Chair of the Utah Republican Party
- In office 2013–2017
- Preceded by: Thomas Wright
- Succeeded by: Rob Anderson

Member of the Utah State Senate from the 1st district
- In office 2002–2004
- Succeeded by: Fred J. Fife

Personal details
- Born: 1962 (age 63–64) Orangeburg, South Carolina, U.S.
- Party: Republican
- Education: Tuskegee University (BS)

= James Evans (Utah politician) =

American political executive and businessman (born 1962)

James Evans is an American political executive and businessman who served as Chair of the Utah Republican Party from 2013 to 2017, the first African-American to serve in the role. Evans previously served as the first African-American Utah State Senator.

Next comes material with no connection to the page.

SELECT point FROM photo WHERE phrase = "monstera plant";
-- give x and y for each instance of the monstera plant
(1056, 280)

== Early life and education ==
Evans was born and raised in Orangeburg, South Carolina. He graduated from Orangeburg-Wilkinson High School before earning a Bachelor of Science in Chemical Engineering from Tuskegee University.

== Career ==
Evans served in the United States Air Force, reaching the rank of captain. He owned a payday lending franchise called Chekline. Evans served as a member of the Utah State Senate from 2002 to 2004, representing the 1st district.

After serving as Chair of the Utah Republican Party for four years, Evans was defeated for re-appointment and succeeded by Rob Anderson. Evans had faced mounting pressure to resign amid a lawsuit against his business and growing financial debts.